IDTODAY NEWS – Rancangan Undang-undang (RUU) Omnibus Law Cipta Kerja telah disahkan. Salah satu kebijakan yang cukup menarik perhatian adalah diperbolehkannya asing memiliki rumah susun di Indonesia.
Pengamat properti dan CEO Indonesia Property Watch (IPW) Ali Tranghanda menilai kebijakan itu akan memberikan angin segar buat industri properti tanah air. Namun dia khawatir pemerintah melupakan kebutuhan hunian untuk rakyatnya sendiri.
“Karena 1 juta rumah saja sebenarnya tidak begitu efektif. Oke rumah di pinggiran untuk masyarakat bawah. Tapi kan ada kalangan menengah yang butuh hunian juga di tengah kota,” ucapnya saat dihubungi.
Sementara Direktur Jenderal Perumahan Kementerian PUPR Khalawi Abdul Hamid menjelaskan maksud kepemilikan satuan rumah susun (sarusun) bagi orang asing yang tertuang dalam UU Omnibus Law Cipta Kerja Khalawi memastikan bahwa izin kepemilikan rusun bagi warga asing tersebut tak akan mengganggu pasokan rusun bagi MBR.
“Rusun untuk MBR mendapat kemudahan berupa fasilitas pembiayaan seperti KPR FLPP dan demand-nya tinggi. Dengan demikian Rusun MBR (dengan bantuan pemerintah dan permintaannya tinggi) akan tetap merupakan ladang usaha yang sangat menarik untuk para pengembang,” ujar Khalawi.
Lebih lanjut, Khalawi menjelaskan meski warga asing diperbolehkan memiliki rusun di Indonesia, namun, rusun yang bisa dimiliki WNA itu adalah rusun yang berdiri di atas tanah yang berstatus sebagai hak pakai.
Berdasarkan Pasal 41 ayat (1) UUPA, defisini Hak Pakai adalah hak untuk menggunakan dan/atau memungut hasil dari tanah yang dikuasai langsung oleh negara atau tanah milik orang lain.
“Orang asing dapat memiliki Rusun dengan Hak Pakai,” katanya.

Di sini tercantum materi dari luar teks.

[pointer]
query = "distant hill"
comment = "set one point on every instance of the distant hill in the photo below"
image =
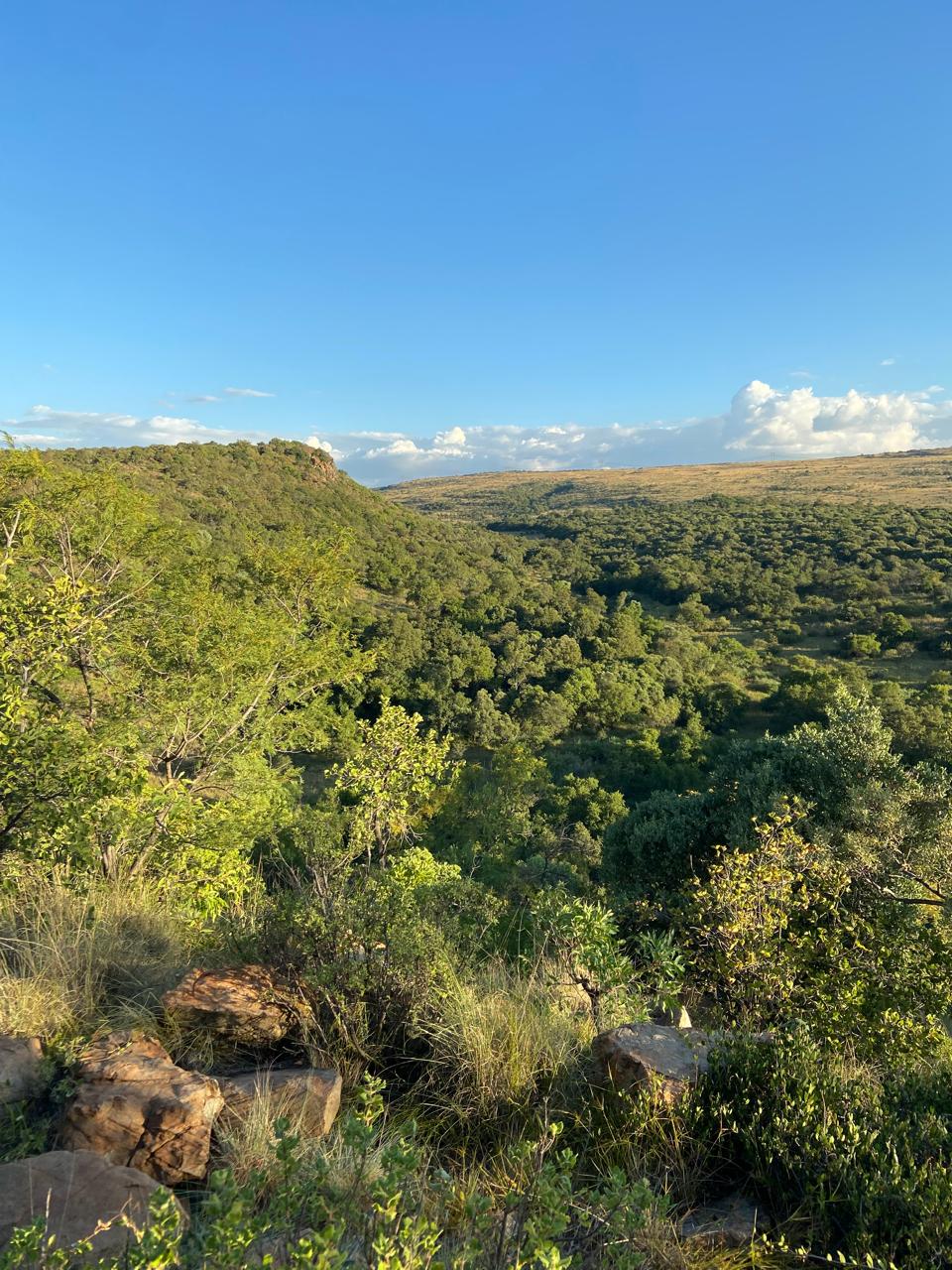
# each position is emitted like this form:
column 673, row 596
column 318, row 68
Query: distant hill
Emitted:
column 919, row 477
column 238, row 490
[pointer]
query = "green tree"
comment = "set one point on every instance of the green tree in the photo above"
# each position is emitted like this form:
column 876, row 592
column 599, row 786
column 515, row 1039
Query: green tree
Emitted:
column 391, row 780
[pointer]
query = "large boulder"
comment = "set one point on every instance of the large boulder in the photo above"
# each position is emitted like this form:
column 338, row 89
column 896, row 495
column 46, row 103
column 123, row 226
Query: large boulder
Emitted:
column 21, row 1060
column 734, row 1223
column 80, row 1196
column 653, row 1056
column 135, row 1106
column 308, row 1096
column 249, row 1005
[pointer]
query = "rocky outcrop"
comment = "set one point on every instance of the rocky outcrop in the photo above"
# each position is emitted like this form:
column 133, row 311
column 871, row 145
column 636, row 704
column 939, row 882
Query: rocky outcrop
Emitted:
column 249, row 1005
column 653, row 1056
column 135, row 1106
column 670, row 1016
column 21, row 1060
column 309, row 1097
column 733, row 1223
column 81, row 1196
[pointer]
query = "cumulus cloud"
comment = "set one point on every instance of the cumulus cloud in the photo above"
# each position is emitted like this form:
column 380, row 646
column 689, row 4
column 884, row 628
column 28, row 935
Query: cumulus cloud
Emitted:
column 761, row 422
column 98, row 429
column 766, row 420
column 326, row 447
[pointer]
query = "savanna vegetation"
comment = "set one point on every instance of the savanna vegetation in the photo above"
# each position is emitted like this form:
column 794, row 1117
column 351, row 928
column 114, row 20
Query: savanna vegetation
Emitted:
column 483, row 786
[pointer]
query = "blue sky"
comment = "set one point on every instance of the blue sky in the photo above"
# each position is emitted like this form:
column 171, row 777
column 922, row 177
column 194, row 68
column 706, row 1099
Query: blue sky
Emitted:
column 451, row 236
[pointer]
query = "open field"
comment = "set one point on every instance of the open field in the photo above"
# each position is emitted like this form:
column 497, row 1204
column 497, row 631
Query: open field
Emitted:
column 919, row 477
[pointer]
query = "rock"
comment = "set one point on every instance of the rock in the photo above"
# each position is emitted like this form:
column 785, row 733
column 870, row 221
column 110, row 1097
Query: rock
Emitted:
column 733, row 1223
column 248, row 1005
column 676, row 1017
column 308, row 1096
column 669, row 1060
column 19, row 1067
column 135, row 1106
column 77, row 1192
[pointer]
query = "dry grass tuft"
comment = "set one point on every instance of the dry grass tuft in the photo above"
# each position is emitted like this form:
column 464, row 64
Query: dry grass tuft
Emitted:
column 71, row 962
column 503, row 1037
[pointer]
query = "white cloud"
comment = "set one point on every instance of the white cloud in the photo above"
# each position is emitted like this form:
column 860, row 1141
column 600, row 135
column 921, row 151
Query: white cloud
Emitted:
column 761, row 422
column 797, row 422
column 98, row 429
column 402, row 447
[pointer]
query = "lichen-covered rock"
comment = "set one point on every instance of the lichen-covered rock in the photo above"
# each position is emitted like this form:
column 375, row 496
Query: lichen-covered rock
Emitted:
column 653, row 1056
column 730, row 1224
column 670, row 1016
column 309, row 1097
column 21, row 1058
column 81, row 1197
column 248, row 1005
column 135, row 1106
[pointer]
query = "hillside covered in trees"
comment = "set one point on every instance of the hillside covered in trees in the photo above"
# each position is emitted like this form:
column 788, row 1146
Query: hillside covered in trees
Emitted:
column 497, row 781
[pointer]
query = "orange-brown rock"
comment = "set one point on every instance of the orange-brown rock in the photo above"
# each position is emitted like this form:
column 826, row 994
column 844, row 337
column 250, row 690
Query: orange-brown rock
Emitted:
column 135, row 1106
column 21, row 1060
column 248, row 1005
column 308, row 1096
column 81, row 1197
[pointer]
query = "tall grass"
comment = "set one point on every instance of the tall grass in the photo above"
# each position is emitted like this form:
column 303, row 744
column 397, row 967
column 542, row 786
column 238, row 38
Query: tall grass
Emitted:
column 500, row 1038
column 73, row 961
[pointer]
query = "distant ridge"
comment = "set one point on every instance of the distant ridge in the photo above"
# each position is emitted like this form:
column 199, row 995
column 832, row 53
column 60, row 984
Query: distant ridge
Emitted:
column 912, row 477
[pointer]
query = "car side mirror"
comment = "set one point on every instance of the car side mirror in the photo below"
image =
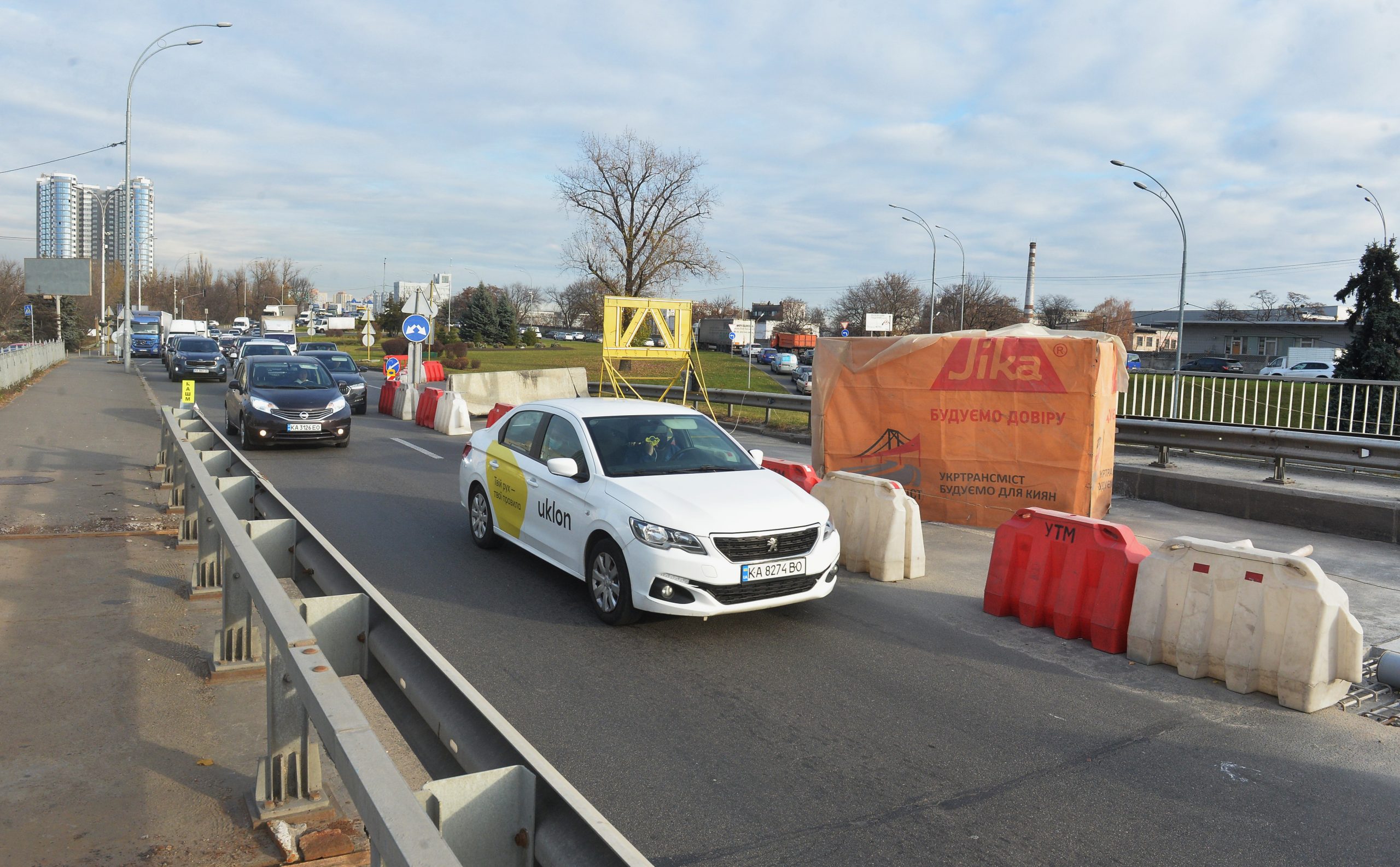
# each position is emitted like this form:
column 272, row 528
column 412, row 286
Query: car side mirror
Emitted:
column 563, row 467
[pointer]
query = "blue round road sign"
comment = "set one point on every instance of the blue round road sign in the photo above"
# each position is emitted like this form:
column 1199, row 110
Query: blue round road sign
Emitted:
column 416, row 328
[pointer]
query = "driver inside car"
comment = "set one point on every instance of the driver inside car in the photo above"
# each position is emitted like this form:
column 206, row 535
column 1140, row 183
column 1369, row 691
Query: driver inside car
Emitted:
column 654, row 444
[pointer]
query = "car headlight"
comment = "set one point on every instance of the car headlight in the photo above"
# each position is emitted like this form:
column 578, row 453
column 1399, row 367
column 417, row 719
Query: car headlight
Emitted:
column 661, row 537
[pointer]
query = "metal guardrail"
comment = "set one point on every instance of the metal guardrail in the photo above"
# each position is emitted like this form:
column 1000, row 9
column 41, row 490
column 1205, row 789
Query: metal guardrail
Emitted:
column 1346, row 406
column 510, row 807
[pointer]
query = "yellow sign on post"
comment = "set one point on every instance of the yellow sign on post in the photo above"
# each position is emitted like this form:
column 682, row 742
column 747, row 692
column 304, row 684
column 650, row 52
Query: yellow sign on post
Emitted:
column 668, row 321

Lagi pula, rusun yang dimaksud dalam omnibus law tersebut adalah berbentuk rusun komersial atau apartemen dan tentu berbeda dengan rusun buat masyarakat berpenghasilan rendah (MBR).
“Rusun bagi orang asing berbentuk Rusun Komersial/Apartemen yang berbeda segmen pasarnya dengan Rusun untuk MBR,” tambahnya.
Menurut Komite Perizinan dan Investasi Realestat Indonesia (REI) Adri Istambul LG Sinulingga, aturan satu itu harusnya tak perlu dipermasalahkan. Lantaran, yang dimaksud izin memiliki rusun tadi tidak termasuk rusun untuk segmentasi masyarakat berpenghasilan rendah (MBR).
“Rusun itu kan bukan rusun yang untuk menengah ke bawah rusun itu adalah istilah daripada apartemen, jadi bukan rusun yang untuk segmentasi menengah ke bawah jadi UU Cipta Kerja itu adalah memudahkan kepemilikan orang asing untuk kepemilikan apartemen ataupun kondotel yang ada di kota-kota besar tidak mungkin apartemen itu berada di daerah-daerah,” ujar Adri kepada detikcom, Rabu (7/10/2020).
Ia memastikan ada patokan harga tersendiri khusus untuk pembelian rusun bagi orang asing.
“Harganya juga ada patokannya bahwa segmentasinya itu kisaran di atas harga FLPP, di atas Rp 1 miliar lah,” tambahnya.
Lagi pula, warga asing yang memiliki rusun di Indonesia statusnya tetap strata title. Maksudnya ada hak kepemilikan bersama atas kompleks bangunan tempat unit apartemen yang dibeli WNA itu berada, yang terdiri dari hak eksklusif atas ruang pribadi sekaligus hak bersama atas ruang publik.
Ini berarti, di ruang pribadi (unit apartemen atau rumah susun) si pemilik tidak terikat aturan. Sementara, ketika berada di ruang publik (kolam renang, taman dan sebagainya), dia terikat peraturan karena ruang publik juga dimiliki penghuni-penghuni lain.
“Kepemilikan hak orang asing itu ada ketentuan Menteri ATR/BPN. Ada ketentuan-ketentuannya misalnya dia harus juga ukurannya, luasnya, harganya lokasinya terus juga statusnya sebagai apa, itu juga ada aturan mainnya dan juga status kepemilikan rusun ataupun apartemen itu strata title namanya dalam tanda kutip jadi ada hak kepemilikan di atas HPL namanya,” terangnya.